Michael Jung of Germany has won the top prize at the Land Rover Kentucky Three Day-Event the last three years aboard Fischerrocana FST, so it comes as no surprise that after the first day of competition he is sitting in the top spot on a score of 27.1 penalty points. Chasing him are two Americans: Boyd Martin in second riding Tsetserleg (31.2) and Tamra Smith in third aboard Wembley (32.1).
Jung, 35, from Horb, Germany, may be the closest thing the sport has to a sure thing, but he doesn’t let that pressure get to him. “I think I always have pressure from myself,” Jung said. “When I go to the competition and I show, I want to give the people and myself the best results. So, that’s the pressure I have.”
Fischerrocana FST, a 13-year-old German-bred bay mare showed off her customary relaxation and focus in her test. “With Rocana, I know her. I know how I have to prepare her, and from every competition I get a bit more experience, so it makes it a bit easier,” said Jung. “I had two good competitions before this and she arrived here last Friday very well and she had a good feeling. Also, when I arrived I had a good feeling from her, which made the preparation much more relaxed.”
Tsetserleg is a gleaming, black 11-year-old Trakehner gelding who is contesting his first four-star, but he has history in his blood being a son of the Olympic and Kentucky competitor Windfall. “Thomas” put in a clean test punctuated with his flashy gaits.
“I was very pleased,” Martin, 38, of Cochranville, Penn., said, “It’s his first four-star, and our first through the new (dressage) test. When you finish you always wish one part here or there was a little better, but Thomas did as well as he could do for where we are at the moment. I’m very pleased with him.”
Martin’s most famous mounts have been Thoroughbreds, so a Trakehner like Thomas is a new experience for him. “He’s the first I’ve had into the top of the sport. Ten years ago when I first came to America I saw Windfall, and I’ll never forget watching his dressage. Who would have thought 10 years later I’d be riding a Windfall baby? Thomas’ personality is wonderful, like a big pony, very cuddly in the barn. At home he doesn’t try that much, and you wouldn’t think he could do a four-star, but then you get to a big competition and he grows into an 18-hand horse. The atmosphere perks him up.”
Kevin Baumgardner, an upper-level rider and a former president of the U.S. Eventing Association, bought Wembley in England originally as a competition mount for himself. Baumgardner trains with Smith, and last fall he handed over the reins to her.
“It’s been great,” Smith, 43, of Murrieta, Calif. said. “I’ll never forget when we tried him we took him cross-country schooling and he said, ‘You get on him first’ and I said, ‘No, because if I ride him I’ll just tell you to buy him.’ They are huge supporters of me, and that’s what its all about, really. They’ve become family to me, so to be here is really great.”

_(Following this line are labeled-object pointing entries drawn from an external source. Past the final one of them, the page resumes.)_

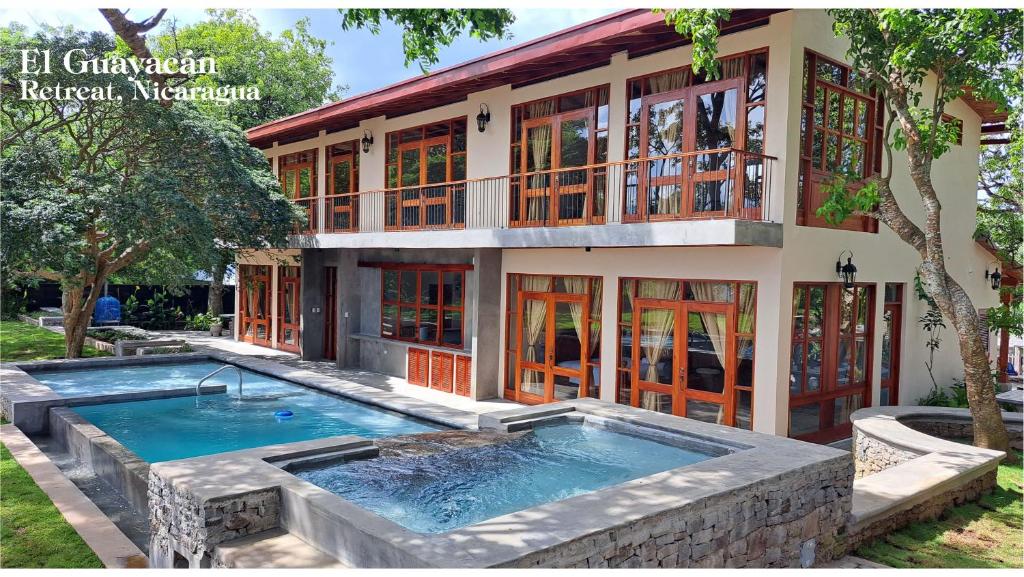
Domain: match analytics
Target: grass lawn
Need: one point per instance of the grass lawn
(987, 533)
(33, 533)
(22, 341)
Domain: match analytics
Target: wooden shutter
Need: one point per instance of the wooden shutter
(463, 364)
(419, 366)
(442, 365)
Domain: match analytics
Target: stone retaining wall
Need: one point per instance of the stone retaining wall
(872, 455)
(927, 510)
(184, 525)
(794, 521)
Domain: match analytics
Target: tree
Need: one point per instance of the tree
(426, 30)
(292, 70)
(94, 186)
(900, 51)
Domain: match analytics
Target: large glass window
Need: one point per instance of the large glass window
(342, 186)
(673, 113)
(552, 338)
(426, 172)
(841, 127)
(552, 137)
(423, 304)
(830, 358)
(686, 347)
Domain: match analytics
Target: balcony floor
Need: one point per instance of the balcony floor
(672, 233)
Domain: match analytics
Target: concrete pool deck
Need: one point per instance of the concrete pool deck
(769, 502)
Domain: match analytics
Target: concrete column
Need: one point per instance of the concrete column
(311, 297)
(349, 304)
(485, 319)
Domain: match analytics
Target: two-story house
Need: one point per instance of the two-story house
(584, 215)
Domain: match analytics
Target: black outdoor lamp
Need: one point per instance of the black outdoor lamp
(994, 277)
(368, 140)
(483, 118)
(846, 272)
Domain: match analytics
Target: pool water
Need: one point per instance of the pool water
(90, 382)
(444, 491)
(164, 429)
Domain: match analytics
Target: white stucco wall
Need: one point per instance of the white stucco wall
(808, 254)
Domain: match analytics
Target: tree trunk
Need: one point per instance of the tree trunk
(215, 300)
(989, 430)
(77, 311)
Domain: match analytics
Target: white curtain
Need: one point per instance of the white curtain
(534, 320)
(714, 322)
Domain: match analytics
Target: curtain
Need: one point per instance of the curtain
(656, 324)
(540, 143)
(714, 322)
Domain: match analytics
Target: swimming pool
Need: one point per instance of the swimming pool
(179, 427)
(443, 491)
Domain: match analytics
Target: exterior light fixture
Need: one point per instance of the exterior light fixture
(368, 140)
(483, 118)
(846, 272)
(994, 277)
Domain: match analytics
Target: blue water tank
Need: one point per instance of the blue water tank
(108, 311)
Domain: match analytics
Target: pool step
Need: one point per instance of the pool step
(276, 548)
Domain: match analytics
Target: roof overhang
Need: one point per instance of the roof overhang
(567, 51)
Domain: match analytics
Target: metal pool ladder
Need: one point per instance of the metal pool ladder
(224, 368)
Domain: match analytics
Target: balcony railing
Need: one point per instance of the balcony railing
(719, 183)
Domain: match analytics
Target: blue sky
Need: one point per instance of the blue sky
(361, 60)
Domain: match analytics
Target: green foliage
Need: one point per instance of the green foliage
(201, 322)
(985, 534)
(292, 70)
(848, 195)
(33, 533)
(425, 31)
(92, 187)
(701, 26)
(22, 341)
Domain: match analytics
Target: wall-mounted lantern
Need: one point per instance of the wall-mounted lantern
(994, 277)
(483, 118)
(846, 272)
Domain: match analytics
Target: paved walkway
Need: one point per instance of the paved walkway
(199, 341)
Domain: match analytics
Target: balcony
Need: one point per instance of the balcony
(723, 184)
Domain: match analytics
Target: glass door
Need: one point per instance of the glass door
(410, 176)
(712, 171)
(553, 334)
(663, 129)
(255, 305)
(708, 373)
(341, 211)
(289, 308)
(657, 372)
(538, 137)
(436, 200)
(572, 187)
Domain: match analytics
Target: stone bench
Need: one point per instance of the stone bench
(905, 476)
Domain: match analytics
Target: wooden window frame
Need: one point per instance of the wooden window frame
(811, 175)
(829, 389)
(600, 96)
(453, 186)
(693, 87)
(253, 274)
(342, 202)
(731, 393)
(441, 308)
(511, 377)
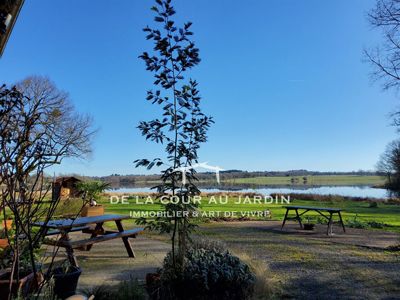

The big, gray Dutch Warmblood, 15, is a powerful mover and a flashy presence, but Smith seemed a little surprised to find herself in the top standings. “I wasn’t really sure what to expect, because he can go in and be quite tense in the ring, but he was quite relaxed, and very workmanlike,” she said. “I couldn’t have asked him to go better. I think I did a little too much warm up, so he got a little tired, but I was thrilled. He was very good.”
All three riders expressed some trepidation about Derek di Grazia’s cross-country course, which they will tackle on Saturday.
“I think this time the course has changed a lot compared to the last few years,” Jung said. “But it seems nicer to gallop, it’s a really nice track, the ground is perfect and the weather is great. I’m looking forward to the cross-country. There are many places with different jumps or alternate jumps, so you can change your options or your idea if feel your horse is tired. I really like it at the moment, but I have to walk a few more times.”
“I think it’s really tough,” admitted Martin. “The first half is forward and gallopy and looks nice, but the second half gets much more difficult, and we know horses tire a bit in that second half. It’ll be hard to make up time on course. (Di Grazia) usually gives us a nice long gallop somewhere in the second half, but not this year. It’s as tough as I’ve ever seen.”
“It’s pretty technical,” agreed Smith. “The Head of the Lake will be quite influential, and the brush combination towards the end might catch out some tired horses.”
The sun shone on the 6,026 spectators who turned out to watch the first day of dressage. Day two of dressage kicks off tomorrow morning at 9:30 a.m.